Install the post on a new plinth and footing only after the concrete has cured for seven days.
Wood posts are easier to work with, so stick with wood rather than metal. Home centers and lumberyards carry steel “mono-posts” and steel posts with telescoping sections, but you need special skills and techniques to properly support wood beams with steel posts. Consult with engineers and/or local building officials before using them.

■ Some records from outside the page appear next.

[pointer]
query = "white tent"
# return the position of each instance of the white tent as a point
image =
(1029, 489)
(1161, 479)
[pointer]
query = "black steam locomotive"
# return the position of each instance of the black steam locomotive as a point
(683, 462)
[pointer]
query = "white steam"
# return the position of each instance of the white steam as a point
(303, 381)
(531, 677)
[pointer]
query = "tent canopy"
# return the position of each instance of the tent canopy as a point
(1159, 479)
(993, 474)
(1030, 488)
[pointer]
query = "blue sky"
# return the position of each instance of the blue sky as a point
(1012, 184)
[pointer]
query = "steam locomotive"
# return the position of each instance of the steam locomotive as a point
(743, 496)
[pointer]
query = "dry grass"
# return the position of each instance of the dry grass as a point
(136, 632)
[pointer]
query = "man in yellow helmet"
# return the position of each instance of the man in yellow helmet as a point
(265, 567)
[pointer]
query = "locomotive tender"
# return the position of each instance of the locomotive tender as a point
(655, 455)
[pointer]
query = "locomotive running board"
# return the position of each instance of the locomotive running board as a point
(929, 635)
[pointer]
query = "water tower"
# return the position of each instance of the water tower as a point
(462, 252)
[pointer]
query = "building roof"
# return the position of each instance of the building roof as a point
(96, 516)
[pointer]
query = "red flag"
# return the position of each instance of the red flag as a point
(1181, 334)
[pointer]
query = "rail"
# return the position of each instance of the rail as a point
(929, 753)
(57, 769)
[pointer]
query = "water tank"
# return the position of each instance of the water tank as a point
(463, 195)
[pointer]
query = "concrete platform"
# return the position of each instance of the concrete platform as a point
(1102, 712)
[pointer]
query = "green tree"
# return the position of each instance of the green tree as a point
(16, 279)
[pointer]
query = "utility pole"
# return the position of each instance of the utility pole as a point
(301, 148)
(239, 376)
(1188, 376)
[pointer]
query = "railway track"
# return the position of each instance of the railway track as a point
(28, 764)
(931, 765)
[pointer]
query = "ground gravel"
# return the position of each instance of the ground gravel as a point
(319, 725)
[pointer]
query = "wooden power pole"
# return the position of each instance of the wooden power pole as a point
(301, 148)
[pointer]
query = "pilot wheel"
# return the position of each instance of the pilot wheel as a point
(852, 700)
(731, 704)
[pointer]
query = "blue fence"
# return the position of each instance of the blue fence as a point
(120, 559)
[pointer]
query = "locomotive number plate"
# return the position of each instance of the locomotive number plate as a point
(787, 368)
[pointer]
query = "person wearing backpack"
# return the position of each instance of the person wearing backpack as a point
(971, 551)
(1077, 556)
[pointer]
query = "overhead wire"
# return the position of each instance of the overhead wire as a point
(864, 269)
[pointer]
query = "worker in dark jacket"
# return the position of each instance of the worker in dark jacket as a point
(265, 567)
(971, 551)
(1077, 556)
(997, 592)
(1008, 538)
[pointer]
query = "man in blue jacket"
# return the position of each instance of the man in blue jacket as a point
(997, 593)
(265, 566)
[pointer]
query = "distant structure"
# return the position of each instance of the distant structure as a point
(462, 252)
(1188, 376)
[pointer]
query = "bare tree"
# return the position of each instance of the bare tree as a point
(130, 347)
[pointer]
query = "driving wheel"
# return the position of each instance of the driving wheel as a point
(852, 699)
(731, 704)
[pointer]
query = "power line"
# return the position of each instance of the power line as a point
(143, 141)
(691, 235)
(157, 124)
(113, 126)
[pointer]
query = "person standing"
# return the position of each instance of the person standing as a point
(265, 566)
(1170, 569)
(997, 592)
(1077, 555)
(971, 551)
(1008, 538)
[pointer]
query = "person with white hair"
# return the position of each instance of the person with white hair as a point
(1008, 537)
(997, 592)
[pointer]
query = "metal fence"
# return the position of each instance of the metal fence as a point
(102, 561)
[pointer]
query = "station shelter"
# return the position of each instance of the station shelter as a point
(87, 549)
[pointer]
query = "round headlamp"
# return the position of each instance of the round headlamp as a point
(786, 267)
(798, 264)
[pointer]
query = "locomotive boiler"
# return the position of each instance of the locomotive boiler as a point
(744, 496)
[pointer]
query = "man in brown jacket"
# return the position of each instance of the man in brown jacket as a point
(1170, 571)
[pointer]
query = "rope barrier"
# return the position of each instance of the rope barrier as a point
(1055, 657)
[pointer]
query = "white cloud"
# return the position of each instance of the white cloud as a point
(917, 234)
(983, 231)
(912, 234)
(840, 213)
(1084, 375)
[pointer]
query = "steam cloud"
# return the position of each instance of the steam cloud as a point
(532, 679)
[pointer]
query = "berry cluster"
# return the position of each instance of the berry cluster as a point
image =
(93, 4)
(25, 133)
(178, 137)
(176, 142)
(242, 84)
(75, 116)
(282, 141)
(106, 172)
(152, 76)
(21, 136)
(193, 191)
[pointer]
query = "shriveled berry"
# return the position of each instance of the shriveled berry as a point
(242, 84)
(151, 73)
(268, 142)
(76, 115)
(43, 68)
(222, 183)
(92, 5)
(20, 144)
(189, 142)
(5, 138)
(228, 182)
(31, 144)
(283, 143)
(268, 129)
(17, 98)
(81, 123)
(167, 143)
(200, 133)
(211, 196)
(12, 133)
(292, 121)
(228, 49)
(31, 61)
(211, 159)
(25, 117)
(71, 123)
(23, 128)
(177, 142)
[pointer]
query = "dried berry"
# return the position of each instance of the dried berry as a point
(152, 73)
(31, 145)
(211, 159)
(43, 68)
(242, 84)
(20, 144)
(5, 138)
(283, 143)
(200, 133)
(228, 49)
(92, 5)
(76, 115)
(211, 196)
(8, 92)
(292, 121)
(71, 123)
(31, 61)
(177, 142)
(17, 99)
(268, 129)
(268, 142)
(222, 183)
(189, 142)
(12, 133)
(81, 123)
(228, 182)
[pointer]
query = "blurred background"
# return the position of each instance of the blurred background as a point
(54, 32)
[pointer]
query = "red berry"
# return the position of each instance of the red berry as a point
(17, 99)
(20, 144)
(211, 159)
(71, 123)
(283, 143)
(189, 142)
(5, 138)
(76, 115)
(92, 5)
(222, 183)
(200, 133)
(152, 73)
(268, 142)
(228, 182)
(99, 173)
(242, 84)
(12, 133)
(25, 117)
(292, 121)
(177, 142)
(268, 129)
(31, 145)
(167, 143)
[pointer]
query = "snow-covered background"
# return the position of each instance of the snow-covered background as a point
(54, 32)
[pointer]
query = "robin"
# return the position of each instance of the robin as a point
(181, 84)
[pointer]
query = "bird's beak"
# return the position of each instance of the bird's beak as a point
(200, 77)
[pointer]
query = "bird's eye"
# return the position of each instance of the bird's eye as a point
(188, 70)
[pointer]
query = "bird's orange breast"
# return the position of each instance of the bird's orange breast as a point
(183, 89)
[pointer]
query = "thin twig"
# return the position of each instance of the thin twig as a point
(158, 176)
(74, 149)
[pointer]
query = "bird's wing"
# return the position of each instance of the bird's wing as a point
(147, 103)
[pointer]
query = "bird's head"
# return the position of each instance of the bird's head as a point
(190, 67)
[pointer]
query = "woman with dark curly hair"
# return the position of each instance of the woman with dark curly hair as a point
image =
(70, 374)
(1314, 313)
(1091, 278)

Your local building officials may insist you install only new, pressure-treated 6x6 posts set on plinths. We had no such restrictions and reused our old wood posts because they were still tall enough after sawing off the rot (Photo 11). Most old posts don't have a square, level top. Don't change that. For the best contact and load transfer, reinstall the posts exactly in their original position under the house beam, with all those old irregularities fitting like a hand in glove. To prevent any moisture from wicking into the post from the plinth, lay sill sealer or galvanized sheet metal between the two (Photo 12).
In your excitement to reset the posts and finish the job, don't take risks. Use an assistant and lower the jack very slowly, leaving the shoring in place while putting weight onto the posts.
Complete the job by installing the specified metal straps and T-braces (Photos 13 and 14) to connect the plinth block, post and house beam all together—especially in earthquake- prone areas. Once that's done and the support strapping is reinstalled on all gas, electric, plumbing and heating lines, you'll have the satisfaction of completing a job that will last for the life of the house.